The empire he had built was crumbling. His name was poison. His allies had fled. The fortune he had hidden away in places no one should have been able to reach—gone.
And Seraph Valen had done it all with a smile.
A slow, taunting clap echoed through the empty room.
Rohan turned sharply.
There they were.
Seraph leaned casually against the doorway, hands tucked into their coat pockets, their smirk lazy but their eyes burning with something cold. Something final.
“You know,” they mused, “I expected more of a fight.”
Rohan inhaled sharply, forcing down the storm of rage rising in his throat. “You think you’ve won just because you ruined me?”
Seraph tilted their head. “Rohan, I won the moment you didn’t see me coming.”
Rohan’s hands curled into fists. “So what now? You gonna kill me?”
Seraph stepped forward, slow and deliberate, their boots clicking against the marble floor. “I could,” they admitted. “I could put a bullet in you, watch the light leave your eyes, and call it justice.”
They stopped just a breath away, their voice dropping to a whisper.
“But that would be mercy.”
Rohan’s jaw tightened.
“You don’t deserve mercy.”
Seraph pulled something from their pocket and tossed it onto the sleek black desk. A flash drive.
“That,” Seraph said, nodding toward it, “is the last nail in your coffin.”
Rohan’s breath was slow and measured, but his pulse pounded against his ribs. “What’s on it?”
Seraph smiled, but there was no warmth in it. “Everything. Evidence of every deal, every bribe, every crime you ever buried. Names, transactions, bodies.” They shrugged. “By sunrise, it’ll be in the hands of every law agency that matters.”
Rohan forced a laugh, sharp and bitter. “And what? You think they’ll take you back with open arms?
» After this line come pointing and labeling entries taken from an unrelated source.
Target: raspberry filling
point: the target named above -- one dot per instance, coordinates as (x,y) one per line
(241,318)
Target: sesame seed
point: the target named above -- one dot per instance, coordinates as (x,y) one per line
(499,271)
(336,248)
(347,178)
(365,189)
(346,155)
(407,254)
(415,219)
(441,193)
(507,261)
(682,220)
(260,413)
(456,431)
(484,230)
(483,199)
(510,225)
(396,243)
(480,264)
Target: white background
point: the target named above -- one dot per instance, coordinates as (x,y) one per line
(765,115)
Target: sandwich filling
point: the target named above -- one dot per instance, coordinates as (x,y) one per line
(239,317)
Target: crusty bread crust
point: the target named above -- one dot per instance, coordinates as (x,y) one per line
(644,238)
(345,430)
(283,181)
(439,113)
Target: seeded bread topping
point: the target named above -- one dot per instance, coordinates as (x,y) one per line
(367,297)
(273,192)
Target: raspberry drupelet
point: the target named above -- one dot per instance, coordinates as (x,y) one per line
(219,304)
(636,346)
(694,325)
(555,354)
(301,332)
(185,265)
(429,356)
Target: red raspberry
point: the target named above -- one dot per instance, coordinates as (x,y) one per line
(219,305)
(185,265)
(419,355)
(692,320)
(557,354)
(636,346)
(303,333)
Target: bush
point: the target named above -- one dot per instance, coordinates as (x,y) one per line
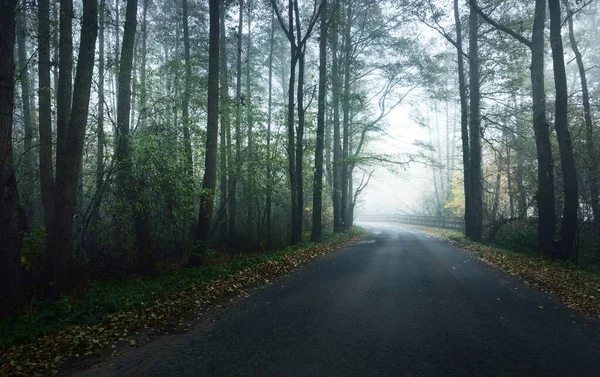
(519,236)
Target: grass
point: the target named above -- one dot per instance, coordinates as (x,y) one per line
(95,303)
(576,286)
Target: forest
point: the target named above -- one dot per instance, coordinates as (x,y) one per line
(145,137)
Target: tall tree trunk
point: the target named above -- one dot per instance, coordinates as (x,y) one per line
(101,103)
(225,123)
(65,78)
(346,117)
(187,144)
(69,156)
(28,166)
(464,119)
(508,165)
(269,120)
(238,120)
(291,151)
(212,132)
(568,228)
(10,261)
(249,121)
(143,90)
(56,261)
(317,228)
(125,181)
(337,146)
(592,154)
(298,221)
(45,113)
(545,194)
(475,130)
(117,53)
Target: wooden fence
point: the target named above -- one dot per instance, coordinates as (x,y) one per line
(457,223)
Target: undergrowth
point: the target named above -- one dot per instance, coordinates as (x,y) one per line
(94,303)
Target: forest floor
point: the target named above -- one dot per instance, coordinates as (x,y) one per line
(576,286)
(104,319)
(400,302)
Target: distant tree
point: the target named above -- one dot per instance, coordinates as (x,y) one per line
(210,166)
(10,261)
(70,141)
(317,226)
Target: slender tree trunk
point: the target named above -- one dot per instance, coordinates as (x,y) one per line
(496,201)
(464,120)
(225,124)
(101,103)
(28,166)
(10,261)
(568,227)
(299,219)
(545,194)
(69,156)
(317,227)
(127,187)
(238,133)
(346,117)
(475,130)
(56,259)
(249,122)
(508,166)
(44,111)
(291,148)
(185,116)
(212,132)
(337,146)
(269,121)
(592,154)
(64,91)
(143,90)
(117,52)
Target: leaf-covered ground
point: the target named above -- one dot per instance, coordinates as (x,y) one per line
(167,300)
(575,287)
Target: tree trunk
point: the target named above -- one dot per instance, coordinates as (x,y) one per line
(56,261)
(269,120)
(317,228)
(464,120)
(101,103)
(346,117)
(10,261)
(249,122)
(298,221)
(592,154)
(143,90)
(568,228)
(238,133)
(64,90)
(185,116)
(291,151)
(28,168)
(69,156)
(225,123)
(126,185)
(45,113)
(337,146)
(475,131)
(545,194)
(212,131)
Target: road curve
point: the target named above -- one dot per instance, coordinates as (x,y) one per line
(398,303)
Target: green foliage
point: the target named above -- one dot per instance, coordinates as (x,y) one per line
(95,303)
(32,248)
(518,236)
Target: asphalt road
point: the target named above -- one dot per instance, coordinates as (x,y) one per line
(399,303)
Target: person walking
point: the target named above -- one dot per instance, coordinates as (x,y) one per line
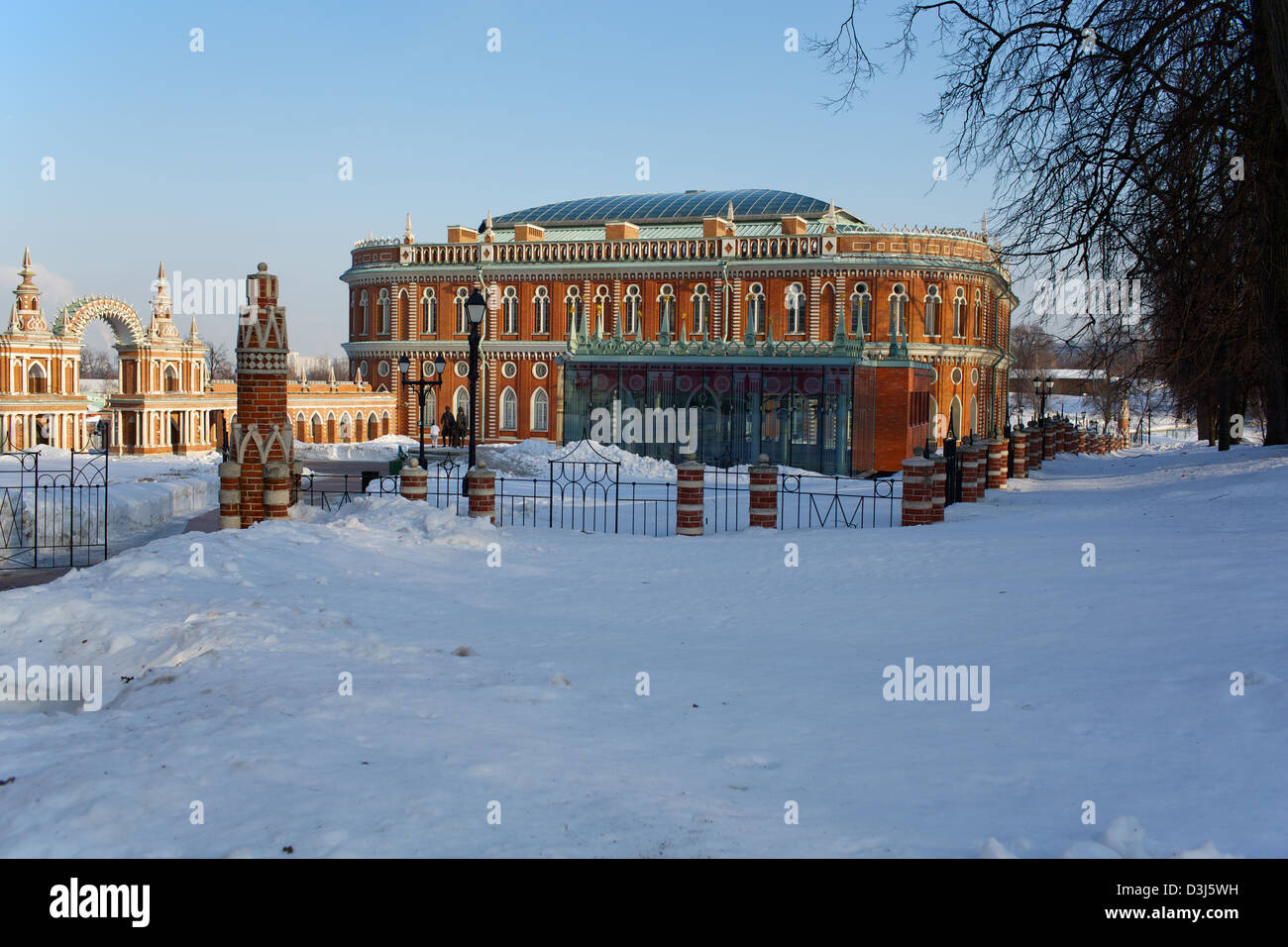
(449,428)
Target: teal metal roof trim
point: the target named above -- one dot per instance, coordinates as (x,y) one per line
(750,204)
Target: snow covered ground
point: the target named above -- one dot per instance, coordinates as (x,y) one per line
(513,688)
(149,495)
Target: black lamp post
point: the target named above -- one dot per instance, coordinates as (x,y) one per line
(475,307)
(1041,389)
(421,388)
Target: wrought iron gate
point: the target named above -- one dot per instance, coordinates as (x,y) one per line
(584,489)
(53,515)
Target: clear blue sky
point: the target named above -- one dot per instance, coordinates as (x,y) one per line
(217,159)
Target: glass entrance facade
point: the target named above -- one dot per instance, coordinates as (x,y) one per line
(799,415)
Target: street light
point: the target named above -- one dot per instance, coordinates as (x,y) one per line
(421,388)
(1041,389)
(475,307)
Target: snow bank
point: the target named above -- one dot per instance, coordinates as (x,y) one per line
(226,682)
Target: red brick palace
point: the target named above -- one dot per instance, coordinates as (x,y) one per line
(797,329)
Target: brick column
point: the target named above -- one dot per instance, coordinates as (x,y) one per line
(917,474)
(1020,464)
(230,495)
(413,480)
(1033,455)
(690,504)
(938,488)
(277,489)
(970,474)
(481,486)
(763,493)
(997,454)
(263,433)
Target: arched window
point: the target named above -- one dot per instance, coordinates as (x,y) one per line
(601,308)
(932,302)
(463,322)
(861,311)
(756,308)
(898,312)
(572,309)
(509,410)
(510,311)
(430,408)
(429,313)
(631,309)
(541,312)
(700,309)
(795,302)
(666,311)
(38,381)
(540,410)
(382,313)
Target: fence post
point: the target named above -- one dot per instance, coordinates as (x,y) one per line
(296,472)
(970,474)
(938,487)
(481,486)
(230,495)
(277,489)
(999,450)
(763,493)
(413,482)
(914,506)
(690,497)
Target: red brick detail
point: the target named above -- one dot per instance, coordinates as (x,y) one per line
(763,493)
(412,483)
(997,454)
(1020,464)
(917,474)
(481,487)
(1033,455)
(690,497)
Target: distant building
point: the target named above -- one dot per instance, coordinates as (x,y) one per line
(791,326)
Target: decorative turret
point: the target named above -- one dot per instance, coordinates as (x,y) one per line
(829,218)
(162,311)
(26,315)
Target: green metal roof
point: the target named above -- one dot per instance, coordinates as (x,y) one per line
(690,206)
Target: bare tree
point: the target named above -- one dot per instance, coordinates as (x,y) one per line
(1129,140)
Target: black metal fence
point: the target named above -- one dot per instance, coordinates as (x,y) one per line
(53,515)
(583,491)
(805,501)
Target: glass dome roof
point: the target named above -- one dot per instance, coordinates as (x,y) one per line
(748,204)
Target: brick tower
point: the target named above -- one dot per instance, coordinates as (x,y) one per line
(262,432)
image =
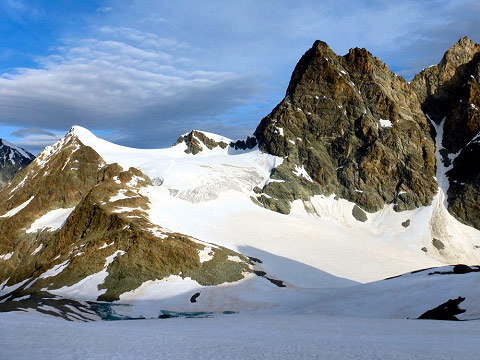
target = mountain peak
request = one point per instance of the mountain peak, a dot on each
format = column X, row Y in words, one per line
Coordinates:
column 12, row 159
column 80, row 131
column 197, row 141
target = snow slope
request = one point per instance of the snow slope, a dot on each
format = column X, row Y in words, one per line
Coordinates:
column 208, row 196
column 238, row 337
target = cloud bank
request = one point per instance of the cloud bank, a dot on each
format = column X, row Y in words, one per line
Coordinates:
column 144, row 72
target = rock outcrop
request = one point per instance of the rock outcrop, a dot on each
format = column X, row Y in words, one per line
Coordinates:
column 196, row 141
column 351, row 127
column 450, row 95
column 106, row 237
column 12, row 160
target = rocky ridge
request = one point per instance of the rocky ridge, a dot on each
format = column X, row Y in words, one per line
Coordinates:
column 348, row 126
column 450, row 95
column 105, row 236
column 12, row 160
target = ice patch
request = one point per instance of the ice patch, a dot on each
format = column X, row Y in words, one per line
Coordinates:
column 18, row 208
column 301, row 172
column 51, row 221
column 206, row 254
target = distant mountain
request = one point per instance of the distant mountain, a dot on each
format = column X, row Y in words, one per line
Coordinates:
column 12, row 160
column 354, row 177
column 349, row 126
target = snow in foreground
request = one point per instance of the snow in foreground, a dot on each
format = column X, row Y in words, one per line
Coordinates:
column 238, row 337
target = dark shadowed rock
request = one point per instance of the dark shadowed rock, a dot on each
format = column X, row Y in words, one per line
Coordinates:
column 12, row 160
column 450, row 92
column 196, row 140
column 359, row 214
column 354, row 128
column 445, row 311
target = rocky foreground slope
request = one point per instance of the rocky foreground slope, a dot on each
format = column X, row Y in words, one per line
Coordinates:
column 368, row 177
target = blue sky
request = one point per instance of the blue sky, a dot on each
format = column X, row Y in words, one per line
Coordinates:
column 141, row 73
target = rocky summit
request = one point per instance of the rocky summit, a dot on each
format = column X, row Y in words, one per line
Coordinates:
column 354, row 177
column 348, row 126
column 12, row 160
column 450, row 95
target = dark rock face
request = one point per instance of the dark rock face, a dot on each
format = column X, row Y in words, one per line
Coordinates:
column 450, row 92
column 445, row 311
column 195, row 139
column 351, row 127
column 12, row 160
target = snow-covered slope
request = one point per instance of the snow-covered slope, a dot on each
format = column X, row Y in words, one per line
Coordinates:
column 312, row 253
column 208, row 196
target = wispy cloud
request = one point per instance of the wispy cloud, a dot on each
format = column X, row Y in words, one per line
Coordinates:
column 151, row 69
column 122, row 83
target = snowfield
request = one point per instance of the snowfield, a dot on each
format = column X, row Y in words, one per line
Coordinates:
column 238, row 336
column 322, row 293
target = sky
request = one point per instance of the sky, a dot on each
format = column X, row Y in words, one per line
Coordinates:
column 142, row 72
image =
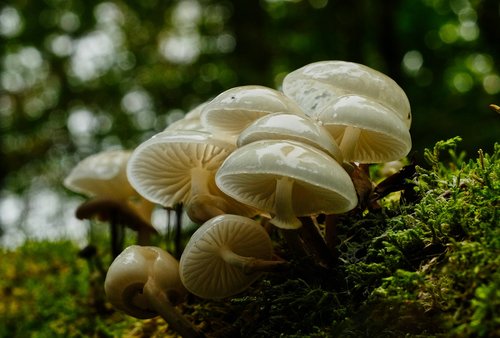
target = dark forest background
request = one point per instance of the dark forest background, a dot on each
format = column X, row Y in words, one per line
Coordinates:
column 78, row 76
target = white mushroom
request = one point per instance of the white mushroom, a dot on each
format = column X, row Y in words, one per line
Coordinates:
column 102, row 178
column 316, row 85
column 290, row 127
column 179, row 167
column 286, row 179
column 233, row 110
column 103, row 175
column 225, row 255
column 144, row 282
column 190, row 121
column 365, row 130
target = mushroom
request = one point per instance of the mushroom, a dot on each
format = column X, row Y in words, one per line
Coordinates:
column 102, row 178
column 316, row 85
column 290, row 127
column 178, row 166
column 365, row 130
column 233, row 110
column 143, row 282
column 225, row 255
column 286, row 179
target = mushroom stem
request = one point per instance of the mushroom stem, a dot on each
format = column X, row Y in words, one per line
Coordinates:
column 349, row 140
column 159, row 301
column 117, row 234
column 284, row 217
column 202, row 204
column 250, row 265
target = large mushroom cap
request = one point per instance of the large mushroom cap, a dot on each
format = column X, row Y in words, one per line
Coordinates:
column 130, row 271
column 233, row 110
column 320, row 184
column 383, row 136
column 315, row 85
column 290, row 127
column 102, row 175
column 203, row 270
column 160, row 169
column 190, row 121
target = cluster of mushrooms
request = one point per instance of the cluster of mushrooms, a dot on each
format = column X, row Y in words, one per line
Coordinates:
column 250, row 156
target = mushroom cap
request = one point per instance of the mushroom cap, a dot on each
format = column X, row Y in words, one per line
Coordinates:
column 160, row 168
column 205, row 273
column 384, row 137
column 290, row 127
column 130, row 271
column 321, row 185
column 315, row 85
column 234, row 109
column 102, row 175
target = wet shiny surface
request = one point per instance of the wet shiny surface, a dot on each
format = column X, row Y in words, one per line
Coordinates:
column 249, row 175
column 234, row 109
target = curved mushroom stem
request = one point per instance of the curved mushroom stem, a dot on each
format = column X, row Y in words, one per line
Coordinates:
column 200, row 208
column 284, row 217
column 161, row 304
column 250, row 265
column 349, row 140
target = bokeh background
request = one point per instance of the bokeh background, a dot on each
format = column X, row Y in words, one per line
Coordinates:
column 80, row 76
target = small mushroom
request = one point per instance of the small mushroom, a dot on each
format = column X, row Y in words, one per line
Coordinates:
column 233, row 110
column 365, row 130
column 143, row 282
column 290, row 127
column 225, row 255
column 316, row 85
column 102, row 178
column 286, row 179
column 178, row 166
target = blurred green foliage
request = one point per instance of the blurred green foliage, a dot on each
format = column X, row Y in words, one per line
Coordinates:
column 422, row 267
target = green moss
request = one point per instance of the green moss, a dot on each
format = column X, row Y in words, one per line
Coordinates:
column 425, row 264
column 428, row 267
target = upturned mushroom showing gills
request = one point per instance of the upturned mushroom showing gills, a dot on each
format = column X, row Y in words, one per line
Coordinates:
column 286, row 179
column 366, row 131
column 316, row 85
column 233, row 110
column 179, row 167
column 225, row 255
column 144, row 282
column 290, row 127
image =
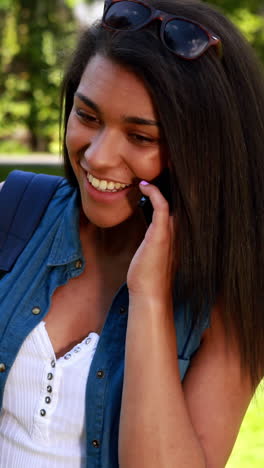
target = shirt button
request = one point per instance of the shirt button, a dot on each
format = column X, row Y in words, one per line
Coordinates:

You’re no saint, Seraph. You’re just as dirty as I am.”
Seraph’s smirk widened. “Yeah. But the difference is, I know how to disappear.”
The weight of those words sank in like a stone.
Seraph had never planned to stick around. This was never about reclaiming what they had lost. This was about ending Rohan—utterly, completely, irreversibly.
“You think you’ll get away with this?” Rohan hissed.
Seraph took another step back, their silhouette blending into the shadows. “I know I will.”
A long silence stretched between them. Then, Seraph let out a slow exhale.
“You took everything from me, Rohan.” Their voice was softer now, almost thoughtful. “And I waited. God, I waited. For years. For this moment. For you to feel what I felt.”
They tilted their head slightly.
“But now that I’m here?” Their smile faded. “I don’t feel anything.”
Rohan stared at them, his body rigid. He had expected satisfaction in Seraph’s eyes. Victory. The sick pleasure of revenge.
Instead, there was only exhaustion.
Seraph inhaled deeply, then turned toward the door. “Enjoy the last few hours of your freedom.”
Rohan took a slow, measured step forward. “If I go down, I’m taking you with me.”
Seraph paused in the doorway. Then, without looking back, they murmured, “No, you won’t.”
The words hung in the air long after they were gone.
Rohan stood frozen, his breath shallow, his heart hammering against his ribs.
Then his phone buzzed.
An unknown number.
His fingers trembled as he picked it up, the weight of inevitability settling in his chest.
He already knew what he was going to hear.
And for the first time in his life, Rohan Veydor finally understood what it felt like to lose.
So, was it justice? Or just another monster being born from the ashes of revenge? One thing’s for sure—Rohan Veydor’s reign ended exactly how it started: with blood, betrayal, and a ghost he thought he’d already buried. But hey, karma’s got a hell of a memory, doesn’t it?